Puntitas had a small but important revelation concerning the almond poem and her poetry in general. While she’s liked the idea and the overall shape of the piece, she’s had trouble finishing it. The problem hasn’t been trouble moving from Point A to Point B or trouble resolving a technical issue. It’s been lack of motivation, which is odd since Puntitas is generally interested in writing this poem.
She’s noticed that this lack of enthusiasm is sometimes overcome by a little formal poetry, either reading or writing it, so she started writing another sonnet, and she spent some time on the web Googling around for other forms and for articles on forms.
Two stayed with her, and now that she wants to cite them properly, she can’t find them. Ah, well …. One was an interview, and the other was the forward for an anthology of formal poems. Both talked a lot about sound.
The first said that a poem is different from prose in that the former seeks to create an emotional effect, which is reinforced by the sound of the language, sibilants for soft soothing poems and plosives for capturing terse, harder pieces. He used many of the terms high school English teachers quiz their students on: assonance, alliteration, caesura.
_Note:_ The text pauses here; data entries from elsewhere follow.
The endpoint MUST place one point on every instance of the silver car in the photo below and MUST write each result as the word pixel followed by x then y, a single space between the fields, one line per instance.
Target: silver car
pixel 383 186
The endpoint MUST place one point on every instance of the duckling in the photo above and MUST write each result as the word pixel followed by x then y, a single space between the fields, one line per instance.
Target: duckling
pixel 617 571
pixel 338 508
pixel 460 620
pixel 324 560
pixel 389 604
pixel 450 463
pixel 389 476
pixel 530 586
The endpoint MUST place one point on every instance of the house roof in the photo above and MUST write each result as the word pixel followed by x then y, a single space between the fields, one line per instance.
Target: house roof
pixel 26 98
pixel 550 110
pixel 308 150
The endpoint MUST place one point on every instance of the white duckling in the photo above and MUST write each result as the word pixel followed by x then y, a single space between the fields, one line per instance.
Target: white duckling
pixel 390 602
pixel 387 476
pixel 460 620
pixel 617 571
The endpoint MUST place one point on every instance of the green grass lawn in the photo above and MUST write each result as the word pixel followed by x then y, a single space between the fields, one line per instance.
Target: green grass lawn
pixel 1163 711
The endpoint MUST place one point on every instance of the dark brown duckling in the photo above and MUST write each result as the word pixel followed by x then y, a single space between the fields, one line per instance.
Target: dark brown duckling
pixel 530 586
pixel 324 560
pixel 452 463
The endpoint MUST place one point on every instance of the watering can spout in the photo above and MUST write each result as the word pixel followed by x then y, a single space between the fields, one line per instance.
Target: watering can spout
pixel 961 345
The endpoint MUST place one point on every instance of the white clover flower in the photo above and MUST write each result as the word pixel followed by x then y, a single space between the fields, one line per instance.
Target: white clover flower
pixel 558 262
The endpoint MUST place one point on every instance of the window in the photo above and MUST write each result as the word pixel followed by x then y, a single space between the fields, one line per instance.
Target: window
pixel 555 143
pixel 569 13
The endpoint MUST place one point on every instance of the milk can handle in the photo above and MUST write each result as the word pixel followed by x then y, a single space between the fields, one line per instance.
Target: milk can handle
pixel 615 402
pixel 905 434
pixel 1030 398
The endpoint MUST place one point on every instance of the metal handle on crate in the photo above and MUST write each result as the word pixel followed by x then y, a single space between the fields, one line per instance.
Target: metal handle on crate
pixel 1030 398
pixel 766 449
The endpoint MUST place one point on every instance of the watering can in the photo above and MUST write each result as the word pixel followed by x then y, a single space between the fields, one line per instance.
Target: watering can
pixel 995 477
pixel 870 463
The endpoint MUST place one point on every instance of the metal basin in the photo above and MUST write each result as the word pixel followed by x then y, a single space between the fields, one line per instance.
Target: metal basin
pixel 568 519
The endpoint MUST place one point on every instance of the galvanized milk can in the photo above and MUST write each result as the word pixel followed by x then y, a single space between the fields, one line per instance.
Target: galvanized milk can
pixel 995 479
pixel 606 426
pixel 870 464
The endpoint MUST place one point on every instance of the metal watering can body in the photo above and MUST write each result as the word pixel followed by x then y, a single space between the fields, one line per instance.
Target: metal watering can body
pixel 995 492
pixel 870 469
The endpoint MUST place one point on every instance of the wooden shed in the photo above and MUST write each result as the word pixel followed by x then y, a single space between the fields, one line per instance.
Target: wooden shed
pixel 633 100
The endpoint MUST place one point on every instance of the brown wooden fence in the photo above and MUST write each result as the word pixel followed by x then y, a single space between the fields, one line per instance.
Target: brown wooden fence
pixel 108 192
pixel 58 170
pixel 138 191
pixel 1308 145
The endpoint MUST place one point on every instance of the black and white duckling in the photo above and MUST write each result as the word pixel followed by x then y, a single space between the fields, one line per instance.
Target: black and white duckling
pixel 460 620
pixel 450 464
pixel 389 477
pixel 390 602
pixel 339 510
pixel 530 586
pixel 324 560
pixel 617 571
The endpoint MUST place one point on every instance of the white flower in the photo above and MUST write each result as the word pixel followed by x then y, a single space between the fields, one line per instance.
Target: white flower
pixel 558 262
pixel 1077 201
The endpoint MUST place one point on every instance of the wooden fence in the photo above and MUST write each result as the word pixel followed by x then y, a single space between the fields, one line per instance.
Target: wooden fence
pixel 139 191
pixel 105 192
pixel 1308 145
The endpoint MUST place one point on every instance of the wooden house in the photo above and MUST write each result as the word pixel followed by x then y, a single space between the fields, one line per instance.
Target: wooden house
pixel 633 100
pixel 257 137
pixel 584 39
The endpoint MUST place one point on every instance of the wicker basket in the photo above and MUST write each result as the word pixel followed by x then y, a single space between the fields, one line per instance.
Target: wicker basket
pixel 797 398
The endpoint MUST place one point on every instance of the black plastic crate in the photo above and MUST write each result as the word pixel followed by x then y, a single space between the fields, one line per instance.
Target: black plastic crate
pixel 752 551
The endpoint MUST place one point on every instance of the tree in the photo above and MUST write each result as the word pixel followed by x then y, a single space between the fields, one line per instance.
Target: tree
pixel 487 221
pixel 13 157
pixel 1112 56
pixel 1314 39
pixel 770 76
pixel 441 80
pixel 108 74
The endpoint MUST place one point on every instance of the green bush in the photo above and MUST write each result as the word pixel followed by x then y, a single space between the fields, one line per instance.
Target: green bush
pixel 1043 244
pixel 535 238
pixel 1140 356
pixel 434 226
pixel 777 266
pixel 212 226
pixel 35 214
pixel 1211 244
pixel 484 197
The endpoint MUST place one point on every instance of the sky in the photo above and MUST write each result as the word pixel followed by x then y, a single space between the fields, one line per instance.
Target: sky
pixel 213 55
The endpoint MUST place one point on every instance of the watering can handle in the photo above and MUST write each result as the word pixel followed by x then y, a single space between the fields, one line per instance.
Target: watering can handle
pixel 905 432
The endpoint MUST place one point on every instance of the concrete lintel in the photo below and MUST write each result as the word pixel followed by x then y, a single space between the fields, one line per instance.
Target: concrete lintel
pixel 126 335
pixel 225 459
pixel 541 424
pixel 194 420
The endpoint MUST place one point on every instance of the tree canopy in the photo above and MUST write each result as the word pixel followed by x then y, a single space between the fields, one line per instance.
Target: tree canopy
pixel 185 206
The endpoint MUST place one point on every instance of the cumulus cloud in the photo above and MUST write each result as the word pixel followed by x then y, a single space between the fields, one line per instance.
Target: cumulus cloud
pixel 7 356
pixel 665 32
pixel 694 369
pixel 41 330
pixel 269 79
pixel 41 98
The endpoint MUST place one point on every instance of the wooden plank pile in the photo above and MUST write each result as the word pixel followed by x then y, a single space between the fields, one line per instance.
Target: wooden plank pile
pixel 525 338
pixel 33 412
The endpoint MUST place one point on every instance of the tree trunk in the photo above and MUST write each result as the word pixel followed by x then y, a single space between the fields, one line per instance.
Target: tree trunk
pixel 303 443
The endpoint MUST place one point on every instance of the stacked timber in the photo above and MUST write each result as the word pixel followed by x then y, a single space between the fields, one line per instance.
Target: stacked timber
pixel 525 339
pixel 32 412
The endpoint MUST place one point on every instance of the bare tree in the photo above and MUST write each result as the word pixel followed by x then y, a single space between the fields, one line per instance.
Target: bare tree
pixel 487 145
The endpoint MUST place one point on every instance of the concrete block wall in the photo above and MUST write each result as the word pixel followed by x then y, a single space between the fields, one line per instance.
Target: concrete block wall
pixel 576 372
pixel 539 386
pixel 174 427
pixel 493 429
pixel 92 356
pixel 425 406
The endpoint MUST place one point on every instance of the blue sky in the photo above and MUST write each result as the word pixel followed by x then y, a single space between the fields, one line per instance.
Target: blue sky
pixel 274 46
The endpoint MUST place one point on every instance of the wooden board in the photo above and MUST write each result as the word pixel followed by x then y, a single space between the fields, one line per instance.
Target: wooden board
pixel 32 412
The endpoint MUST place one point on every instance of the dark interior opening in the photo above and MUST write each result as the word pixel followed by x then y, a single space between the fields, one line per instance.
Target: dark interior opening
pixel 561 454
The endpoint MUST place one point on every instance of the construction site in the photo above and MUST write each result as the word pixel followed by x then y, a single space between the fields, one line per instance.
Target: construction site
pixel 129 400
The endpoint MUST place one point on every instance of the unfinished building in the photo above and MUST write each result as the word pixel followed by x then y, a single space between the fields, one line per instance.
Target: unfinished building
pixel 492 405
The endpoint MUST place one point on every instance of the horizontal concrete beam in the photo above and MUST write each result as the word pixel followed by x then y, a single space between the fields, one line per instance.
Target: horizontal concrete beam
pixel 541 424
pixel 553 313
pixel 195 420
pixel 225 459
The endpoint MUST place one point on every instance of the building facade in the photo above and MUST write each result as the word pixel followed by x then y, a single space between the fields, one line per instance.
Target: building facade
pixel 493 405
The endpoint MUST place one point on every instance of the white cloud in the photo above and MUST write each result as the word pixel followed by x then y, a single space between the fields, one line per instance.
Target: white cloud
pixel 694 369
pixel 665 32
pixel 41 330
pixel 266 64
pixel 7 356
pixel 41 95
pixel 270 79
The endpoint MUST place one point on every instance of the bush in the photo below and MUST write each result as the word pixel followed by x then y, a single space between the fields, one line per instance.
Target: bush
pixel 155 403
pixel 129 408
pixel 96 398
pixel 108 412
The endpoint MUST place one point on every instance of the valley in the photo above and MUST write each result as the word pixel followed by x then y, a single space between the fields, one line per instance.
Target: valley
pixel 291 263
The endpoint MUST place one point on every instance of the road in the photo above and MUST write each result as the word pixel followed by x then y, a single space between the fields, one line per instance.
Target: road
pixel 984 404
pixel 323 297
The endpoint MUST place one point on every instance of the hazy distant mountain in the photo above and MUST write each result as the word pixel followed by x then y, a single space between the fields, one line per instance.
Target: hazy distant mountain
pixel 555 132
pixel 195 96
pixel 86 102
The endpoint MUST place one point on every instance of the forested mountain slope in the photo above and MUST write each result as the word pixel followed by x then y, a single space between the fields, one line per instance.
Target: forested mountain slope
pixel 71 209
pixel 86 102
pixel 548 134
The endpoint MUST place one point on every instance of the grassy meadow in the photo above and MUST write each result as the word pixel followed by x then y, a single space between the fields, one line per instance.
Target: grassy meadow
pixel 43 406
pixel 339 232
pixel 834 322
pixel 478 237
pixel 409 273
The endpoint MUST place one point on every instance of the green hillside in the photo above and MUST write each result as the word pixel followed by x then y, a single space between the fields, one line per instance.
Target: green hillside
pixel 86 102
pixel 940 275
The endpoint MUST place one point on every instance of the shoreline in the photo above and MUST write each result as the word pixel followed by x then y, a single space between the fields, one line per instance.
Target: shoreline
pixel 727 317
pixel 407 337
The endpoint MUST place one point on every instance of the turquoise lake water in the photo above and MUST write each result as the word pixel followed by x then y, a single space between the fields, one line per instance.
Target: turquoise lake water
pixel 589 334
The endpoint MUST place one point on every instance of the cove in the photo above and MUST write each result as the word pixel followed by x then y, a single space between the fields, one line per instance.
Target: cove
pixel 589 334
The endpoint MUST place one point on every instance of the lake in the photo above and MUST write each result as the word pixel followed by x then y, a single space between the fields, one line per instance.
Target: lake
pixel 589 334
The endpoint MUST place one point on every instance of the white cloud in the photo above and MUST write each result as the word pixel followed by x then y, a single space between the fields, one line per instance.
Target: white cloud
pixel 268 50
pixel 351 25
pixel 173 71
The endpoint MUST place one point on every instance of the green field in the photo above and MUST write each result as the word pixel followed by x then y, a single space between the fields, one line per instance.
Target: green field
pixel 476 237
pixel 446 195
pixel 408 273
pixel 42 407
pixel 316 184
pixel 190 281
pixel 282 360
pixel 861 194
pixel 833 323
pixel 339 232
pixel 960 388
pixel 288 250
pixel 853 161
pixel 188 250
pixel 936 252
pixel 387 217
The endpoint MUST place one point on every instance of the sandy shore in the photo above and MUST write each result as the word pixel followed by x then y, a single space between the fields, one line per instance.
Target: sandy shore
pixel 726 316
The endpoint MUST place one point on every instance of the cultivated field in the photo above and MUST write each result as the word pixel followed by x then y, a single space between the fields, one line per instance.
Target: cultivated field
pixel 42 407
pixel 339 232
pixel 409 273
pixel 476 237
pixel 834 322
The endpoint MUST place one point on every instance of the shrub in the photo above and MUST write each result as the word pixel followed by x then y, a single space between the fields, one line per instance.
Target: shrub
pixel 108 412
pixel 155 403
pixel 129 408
The other said that the problem with free verse is that much of it is actually prose with arbitrary line breaks, prose and poetry being distinguished thus: prose is stressed roughly every ten syllables while poetry is stressed roughly every four. He talked about other things as well, most especially the line break and the need for concreteness not only in the imagery but also in the experience or moment described. But he returned to the sound of the piece, echoing the first writer’s thoughts about the connection between the emotional impact and the aural experience.
Puntitas’ first revelation was that her almond poem was stressed like prose. When she went back into the text to stress it more poeticly, she discovered that she was more motivated about working on it because the piece sounded like a poem again, and she realized that she is very aware of the way her work sounds. This is in part because of her writerly esthetic, having grown up on formal poetry, lived around songs, and listened to, officially studied, and worked around the rhythms of speech, but it is also due to the way Puntitas writes, typing to the echo of a robotic synthetic voice and considering a piece to be finished when she stops being aware of that voice. When a draft isn’t working or when it contains lots of research, she gets stuck, and she often finds that what produces her stuckedness is a prosaic rhythm, which she either modifies to something more poetic or emphasizes for something prosy.
Her second revelation was that she isn’t clear about how important sound should be in her own work. Some of her poems are rich in sound, working hard to reinforce the content aurally. Others strive for a starker soundscape, letting the content carry the burden of impact. Puntitas own impulses are toward valuing sound, but she wonders whether that isn’t an old-fashion tendency, since much of the poetry she reads has a prosier feel.
Puntitas reads _The Elegance of the Hedgehog_ by M. Barbery, _Dirty_ by M. Hart, _Hell House_ by R. Matheson, _siete años secuestrado por las FARC_ by L. E. Perez, and _The Link_ By C. Tudge. She has decided to finish books she’s started. Three or four are left on the metaphorical stack.